We next tested how the tGD(y,w) would perform in terms of inheritance rates and maternal effects when using a different promoter to drive expression of Cas9. We cloned the nanos gene regulatory region into our Cas9 construct and inserted it into the same genomic location (yellow) to generate the nanos-Cas9 line (Supplementary Fig. 1). Performing the same cross schemes to combine the nanos-Cas9-Red with the y-[y1,w2] line (Fig. 2a–d), a similar pattern was seen for the vasa promoter, with comparable inheritance rates for separated transgenes in the F0 crosses and frequent formation of  resistant alleles when the combined Cas9/gRNA complex was inherited from F0 females (Supplementary Fig. 3, Supplementary Data 2). An additional noteworthy result from this experiment was that our tGD(y,w) driven by nanos did not display the inheritance differences between the Cas9 and gRNAs as noted in our previous vasa-driven tGD(y,w) experiment in which both elements were inherited separately (Fig. 2a, e; Supplementary Fig. 3; statistical analysis in Supplementary Data 2). These results reinforce the hypothesis that inheriting a preloaded Cas9–gRNA complex through the mother is an obstacle to the spread of gene drives, which did not occur when the elements were inherited separately in our system.

tGD generates predictable resistant alleles

To better understand the maternal effect on gene-drive inheritance, we used males recovered from the F2 generation of the simultaneous-inheritance tGD(y,w) crosses that carried resistant alleles. Since males have only a single X chromosome, which is inherited from the F1 female, they are suitable for phenotypic isolation and molecular characterization of non-conversion events (resistant alleles) that occurred in each single F1 female. We sequenced resistant alleles in F2 males from various experimental conditions selecting, from 57 (white) and 60 (yellow) independent F1 female germlines, a total of 242 and 225 flies per locus, respectively (Fig. 3a, b, Supplementary Fig. 4). Intriguingly, for both w and y, we recovered three resistant alleles that occurred repeatedly in the germline of independent F1 females and that covered the majority of all sequenced flies (named wA, wB, and wC and yA, yB, and yC; Fig. 3a, b, Supplementary Fig. 4). In addition, we observed fewer unique occurrences of other indels in white than in yellow, 18/242 (7%) and 43/225 (19%), respectively (Fig. 3a, b, light gray). These findings highlight the importance of characterizing the range of possible indels at genomic locations chosen for field gene-drive applications. In addition, we analyzed the frequency of resistant mutations generated from conditions meant to resemble full-GD situations, with both elements inherited simultaneously (Fig. 2c, d), and observed that the ratios and the type of recurrent alleles recovered can vary drastically between different drive configurations (Supplementary Fig. 5).

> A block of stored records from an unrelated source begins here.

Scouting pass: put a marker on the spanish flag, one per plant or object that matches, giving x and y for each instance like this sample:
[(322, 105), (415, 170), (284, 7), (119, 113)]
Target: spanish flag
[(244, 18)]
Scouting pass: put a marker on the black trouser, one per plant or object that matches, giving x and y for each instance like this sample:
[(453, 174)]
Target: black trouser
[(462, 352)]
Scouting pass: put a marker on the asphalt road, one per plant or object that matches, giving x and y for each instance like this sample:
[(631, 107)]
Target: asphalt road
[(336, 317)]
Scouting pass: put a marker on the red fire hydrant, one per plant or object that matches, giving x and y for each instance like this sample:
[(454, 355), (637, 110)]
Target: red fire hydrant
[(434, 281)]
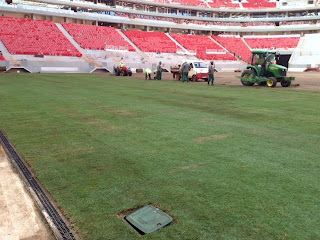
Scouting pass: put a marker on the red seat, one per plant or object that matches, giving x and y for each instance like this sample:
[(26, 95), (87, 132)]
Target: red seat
[(30, 37), (204, 47), (97, 37), (234, 45), (273, 42), (152, 41)]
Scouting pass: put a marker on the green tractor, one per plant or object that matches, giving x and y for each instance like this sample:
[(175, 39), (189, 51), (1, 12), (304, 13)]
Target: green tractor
[(263, 71)]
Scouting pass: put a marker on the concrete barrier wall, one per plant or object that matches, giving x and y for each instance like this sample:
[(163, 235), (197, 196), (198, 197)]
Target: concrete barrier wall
[(57, 67)]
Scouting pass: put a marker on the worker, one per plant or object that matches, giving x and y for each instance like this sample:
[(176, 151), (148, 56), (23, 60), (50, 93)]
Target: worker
[(184, 69), (211, 72), (147, 73), (159, 71)]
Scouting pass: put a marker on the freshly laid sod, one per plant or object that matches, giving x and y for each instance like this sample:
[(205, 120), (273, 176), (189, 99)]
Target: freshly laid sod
[(225, 162)]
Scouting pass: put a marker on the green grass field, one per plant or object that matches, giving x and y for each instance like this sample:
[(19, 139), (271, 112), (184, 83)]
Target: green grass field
[(226, 162)]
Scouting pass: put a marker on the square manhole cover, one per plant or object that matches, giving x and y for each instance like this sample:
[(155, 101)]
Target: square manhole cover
[(148, 219)]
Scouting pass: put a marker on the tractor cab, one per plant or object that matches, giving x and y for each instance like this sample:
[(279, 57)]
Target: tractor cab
[(263, 70), (261, 59)]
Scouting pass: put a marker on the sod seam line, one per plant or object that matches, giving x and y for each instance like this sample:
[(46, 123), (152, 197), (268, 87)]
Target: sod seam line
[(50, 213)]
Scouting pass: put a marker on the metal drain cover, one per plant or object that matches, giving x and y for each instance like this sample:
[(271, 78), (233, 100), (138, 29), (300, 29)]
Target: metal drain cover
[(148, 219)]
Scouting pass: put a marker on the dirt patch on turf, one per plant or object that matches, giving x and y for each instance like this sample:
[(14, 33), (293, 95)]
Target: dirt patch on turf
[(214, 137), (115, 110), (206, 120), (260, 131), (304, 80), (190, 167)]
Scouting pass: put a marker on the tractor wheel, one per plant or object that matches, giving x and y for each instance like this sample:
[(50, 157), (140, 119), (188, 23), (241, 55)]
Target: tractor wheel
[(285, 83), (272, 82), (246, 75)]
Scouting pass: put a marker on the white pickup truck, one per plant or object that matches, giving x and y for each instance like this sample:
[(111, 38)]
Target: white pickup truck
[(198, 70)]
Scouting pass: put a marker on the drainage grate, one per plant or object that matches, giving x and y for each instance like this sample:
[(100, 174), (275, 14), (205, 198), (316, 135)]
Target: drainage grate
[(148, 219), (60, 229)]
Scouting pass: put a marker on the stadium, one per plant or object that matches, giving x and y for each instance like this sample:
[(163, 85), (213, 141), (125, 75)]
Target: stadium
[(91, 149)]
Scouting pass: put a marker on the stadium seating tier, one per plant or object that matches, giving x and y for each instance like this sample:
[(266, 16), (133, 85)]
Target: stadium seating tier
[(152, 41), (273, 42), (223, 4), (258, 4), (204, 47), (197, 3), (235, 45), (30, 37), (97, 37)]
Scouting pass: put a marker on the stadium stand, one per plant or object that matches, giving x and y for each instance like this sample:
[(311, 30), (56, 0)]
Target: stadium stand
[(272, 42), (223, 4), (259, 4), (197, 3), (152, 41), (306, 54), (235, 45), (203, 46), (30, 37), (97, 37)]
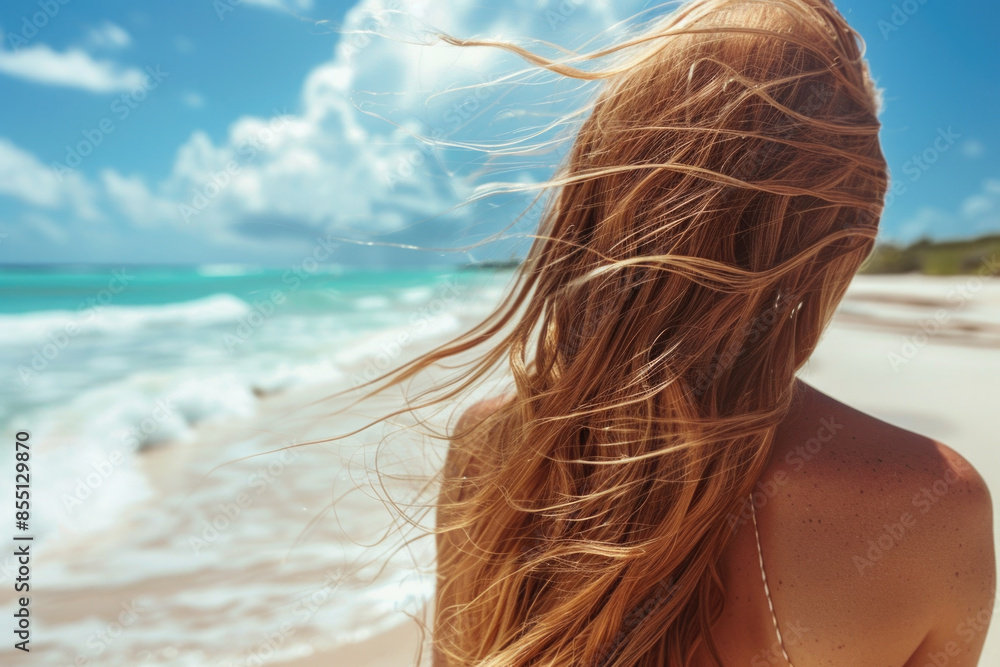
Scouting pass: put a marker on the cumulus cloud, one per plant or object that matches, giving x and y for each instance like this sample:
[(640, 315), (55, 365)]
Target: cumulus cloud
[(344, 159), (73, 68), (336, 163), (979, 214), (24, 177)]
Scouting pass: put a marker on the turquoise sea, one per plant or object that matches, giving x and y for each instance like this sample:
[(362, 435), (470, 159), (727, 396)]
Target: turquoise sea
[(137, 383)]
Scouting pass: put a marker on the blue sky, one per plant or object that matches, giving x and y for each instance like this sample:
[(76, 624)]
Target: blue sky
[(236, 131)]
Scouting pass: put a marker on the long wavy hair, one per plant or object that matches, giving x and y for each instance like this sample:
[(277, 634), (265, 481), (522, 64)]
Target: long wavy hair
[(715, 204)]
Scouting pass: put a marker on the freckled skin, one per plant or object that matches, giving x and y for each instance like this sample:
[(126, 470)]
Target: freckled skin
[(877, 542), (878, 549)]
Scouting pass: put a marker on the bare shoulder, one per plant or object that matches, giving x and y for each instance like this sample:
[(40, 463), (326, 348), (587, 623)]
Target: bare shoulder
[(877, 518)]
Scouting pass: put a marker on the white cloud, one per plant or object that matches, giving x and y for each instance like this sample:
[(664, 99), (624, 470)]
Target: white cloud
[(973, 149), (133, 199), (332, 164), (108, 36), (24, 177), (979, 214), (73, 69)]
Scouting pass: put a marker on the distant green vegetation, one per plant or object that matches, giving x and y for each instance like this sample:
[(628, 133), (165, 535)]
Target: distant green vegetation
[(944, 258)]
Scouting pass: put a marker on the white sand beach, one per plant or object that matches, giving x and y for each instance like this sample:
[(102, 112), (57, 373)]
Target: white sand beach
[(247, 564)]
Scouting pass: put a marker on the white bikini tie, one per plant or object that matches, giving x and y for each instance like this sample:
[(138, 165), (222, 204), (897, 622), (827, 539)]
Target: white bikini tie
[(767, 591)]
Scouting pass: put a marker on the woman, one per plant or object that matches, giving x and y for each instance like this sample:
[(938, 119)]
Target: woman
[(659, 488)]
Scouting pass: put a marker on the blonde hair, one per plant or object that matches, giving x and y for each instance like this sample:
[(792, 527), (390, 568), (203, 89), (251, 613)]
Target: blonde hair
[(706, 223)]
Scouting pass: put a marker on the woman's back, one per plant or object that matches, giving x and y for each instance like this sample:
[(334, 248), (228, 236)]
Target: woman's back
[(877, 546), (715, 206)]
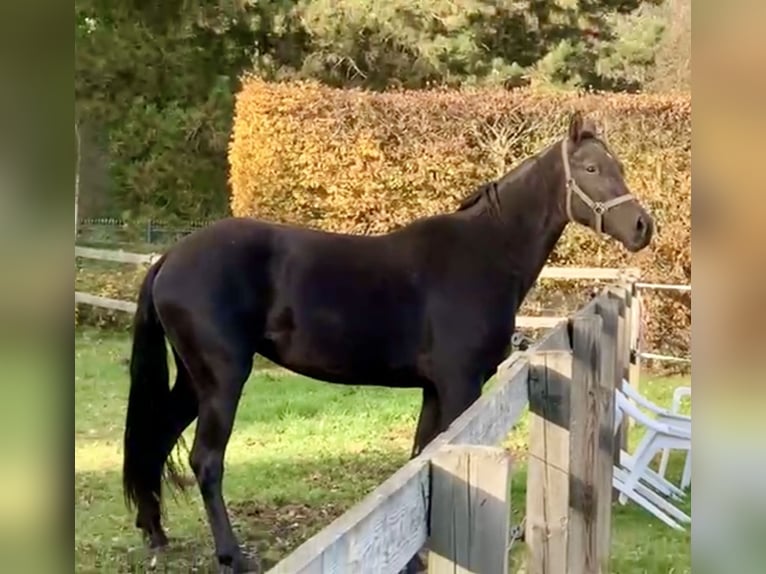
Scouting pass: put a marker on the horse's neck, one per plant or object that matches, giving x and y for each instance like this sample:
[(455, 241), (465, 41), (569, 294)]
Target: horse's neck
[(533, 219)]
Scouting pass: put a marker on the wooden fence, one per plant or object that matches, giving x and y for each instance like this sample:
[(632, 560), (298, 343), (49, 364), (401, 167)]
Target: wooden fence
[(522, 321), (454, 498)]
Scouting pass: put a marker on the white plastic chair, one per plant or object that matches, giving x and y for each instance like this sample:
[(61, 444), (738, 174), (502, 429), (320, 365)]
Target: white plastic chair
[(633, 478), (672, 417), (686, 476)]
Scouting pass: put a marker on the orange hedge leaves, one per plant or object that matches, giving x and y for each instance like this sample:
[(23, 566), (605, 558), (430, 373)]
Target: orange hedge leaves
[(367, 162)]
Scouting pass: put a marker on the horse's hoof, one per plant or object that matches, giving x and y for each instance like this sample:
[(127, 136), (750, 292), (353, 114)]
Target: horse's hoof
[(241, 564), (414, 566)]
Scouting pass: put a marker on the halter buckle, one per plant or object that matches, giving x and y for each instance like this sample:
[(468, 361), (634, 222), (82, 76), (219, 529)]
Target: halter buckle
[(599, 208)]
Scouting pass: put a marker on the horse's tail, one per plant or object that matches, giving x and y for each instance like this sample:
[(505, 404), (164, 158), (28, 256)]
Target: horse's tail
[(146, 422)]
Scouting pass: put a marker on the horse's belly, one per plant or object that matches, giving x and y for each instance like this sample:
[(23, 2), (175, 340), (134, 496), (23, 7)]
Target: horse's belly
[(342, 342)]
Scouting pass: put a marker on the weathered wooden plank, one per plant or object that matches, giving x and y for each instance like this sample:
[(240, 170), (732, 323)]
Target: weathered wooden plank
[(379, 534), (105, 302), (634, 371), (116, 255), (595, 273), (492, 416), (548, 462), (611, 378), (538, 322), (590, 459), (470, 510), (383, 531)]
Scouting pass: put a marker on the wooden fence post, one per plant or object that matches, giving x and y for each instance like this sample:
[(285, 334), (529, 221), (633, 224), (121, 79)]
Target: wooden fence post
[(570, 465), (548, 462), (618, 294), (634, 370), (591, 447), (470, 510), (626, 320)]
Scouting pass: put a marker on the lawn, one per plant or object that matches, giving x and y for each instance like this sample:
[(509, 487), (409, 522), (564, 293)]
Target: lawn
[(302, 452)]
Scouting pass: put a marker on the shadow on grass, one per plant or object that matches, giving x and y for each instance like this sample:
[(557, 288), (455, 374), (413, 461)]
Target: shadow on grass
[(275, 505)]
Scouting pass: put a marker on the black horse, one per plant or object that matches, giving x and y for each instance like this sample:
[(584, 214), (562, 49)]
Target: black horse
[(430, 306)]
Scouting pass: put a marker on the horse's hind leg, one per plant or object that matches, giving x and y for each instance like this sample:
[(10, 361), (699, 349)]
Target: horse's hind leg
[(428, 421), (219, 371), (182, 411)]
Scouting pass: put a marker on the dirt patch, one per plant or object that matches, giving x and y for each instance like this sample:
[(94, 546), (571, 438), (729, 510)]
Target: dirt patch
[(278, 530)]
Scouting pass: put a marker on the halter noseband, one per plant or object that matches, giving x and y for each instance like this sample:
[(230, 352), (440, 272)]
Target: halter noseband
[(598, 208)]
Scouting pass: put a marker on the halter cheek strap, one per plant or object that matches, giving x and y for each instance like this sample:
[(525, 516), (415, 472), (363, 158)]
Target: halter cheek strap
[(599, 208)]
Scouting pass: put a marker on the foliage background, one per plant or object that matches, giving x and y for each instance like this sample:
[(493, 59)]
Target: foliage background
[(155, 83)]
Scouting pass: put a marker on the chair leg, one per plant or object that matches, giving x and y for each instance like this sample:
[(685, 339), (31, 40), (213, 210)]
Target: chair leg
[(686, 477), (633, 495)]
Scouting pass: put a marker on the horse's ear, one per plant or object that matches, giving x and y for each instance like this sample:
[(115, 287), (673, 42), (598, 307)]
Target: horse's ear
[(580, 127)]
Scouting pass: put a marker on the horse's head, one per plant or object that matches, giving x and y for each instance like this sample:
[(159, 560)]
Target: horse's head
[(596, 193)]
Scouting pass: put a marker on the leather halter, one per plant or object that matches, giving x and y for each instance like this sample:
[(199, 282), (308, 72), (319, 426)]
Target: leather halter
[(599, 208)]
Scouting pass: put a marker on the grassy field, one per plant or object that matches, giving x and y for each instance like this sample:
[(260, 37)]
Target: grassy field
[(302, 452)]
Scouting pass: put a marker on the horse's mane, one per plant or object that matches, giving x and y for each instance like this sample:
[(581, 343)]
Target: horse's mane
[(489, 190)]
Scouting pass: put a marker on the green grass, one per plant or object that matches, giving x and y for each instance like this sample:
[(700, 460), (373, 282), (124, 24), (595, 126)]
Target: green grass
[(302, 452)]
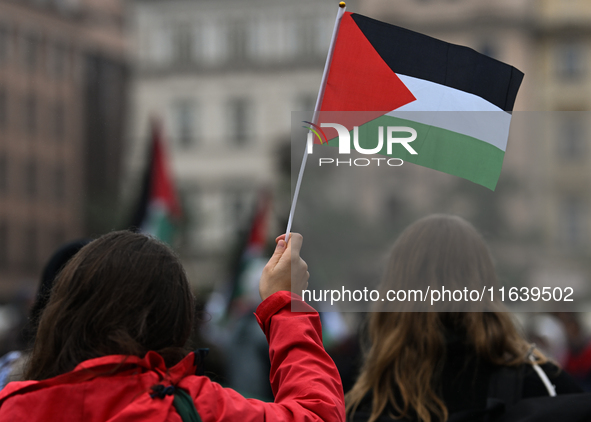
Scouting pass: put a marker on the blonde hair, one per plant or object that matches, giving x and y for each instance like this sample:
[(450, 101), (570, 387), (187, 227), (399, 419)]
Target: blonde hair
[(407, 349)]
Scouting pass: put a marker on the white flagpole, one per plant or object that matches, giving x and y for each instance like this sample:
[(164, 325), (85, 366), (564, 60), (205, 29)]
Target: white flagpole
[(335, 31)]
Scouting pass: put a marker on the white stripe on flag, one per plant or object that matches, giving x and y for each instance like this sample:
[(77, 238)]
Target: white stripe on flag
[(447, 108)]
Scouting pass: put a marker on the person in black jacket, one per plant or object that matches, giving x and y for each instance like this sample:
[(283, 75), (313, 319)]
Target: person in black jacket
[(426, 366)]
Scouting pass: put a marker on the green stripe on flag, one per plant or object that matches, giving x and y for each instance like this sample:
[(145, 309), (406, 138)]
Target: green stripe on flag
[(438, 149)]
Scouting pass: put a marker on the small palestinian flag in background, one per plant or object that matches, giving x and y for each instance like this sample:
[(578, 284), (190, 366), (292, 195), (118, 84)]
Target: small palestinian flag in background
[(158, 209), (402, 78), (251, 259)]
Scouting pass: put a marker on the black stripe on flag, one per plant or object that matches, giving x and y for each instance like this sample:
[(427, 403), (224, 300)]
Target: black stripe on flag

Fig. 3: Analysis of resistant allele formation in the tGD(y,w) configuration.
figure 3

a, b Graphs represent the independent generation of specific indel mutations generated in the experiments carried out in Fig. 2 and Fig. S3 when allelic conversion failed at the (a) white and (b) yellow loci. At both loci, we observe three repeatedly isolated indels that are colored with different shades of red for the white locus (wA, wB, and wC, dark, medium, and light red, respectively) and yellow for the yellow locus (yA, yB, and yC, dark, medium, and light yellow, respectively), the sequence of which is reported under each graph indicating with dots the missing bases compared with the wild-type sequence, split at the expected cut site. Additional indels recovered more than once are colored in dark gray, and those recovered only once are colored in light gray. a, b Legends describing symbolism are overlaid on each of the two graphs. cj Each panel depicts the number of different indels recovered (y-axis) in ascending order for each F1 female (numbered on x-axis) for which the F2 male progeny was sampled. Blue bubble size indicates the number of flies analyzed for each specific F1 female, which is also reported under the vial number in parenthesis. For F1 females producing only one F2 male with an indel, and therefore only one male was sampled, the bubble is represented in magenta instead of blue.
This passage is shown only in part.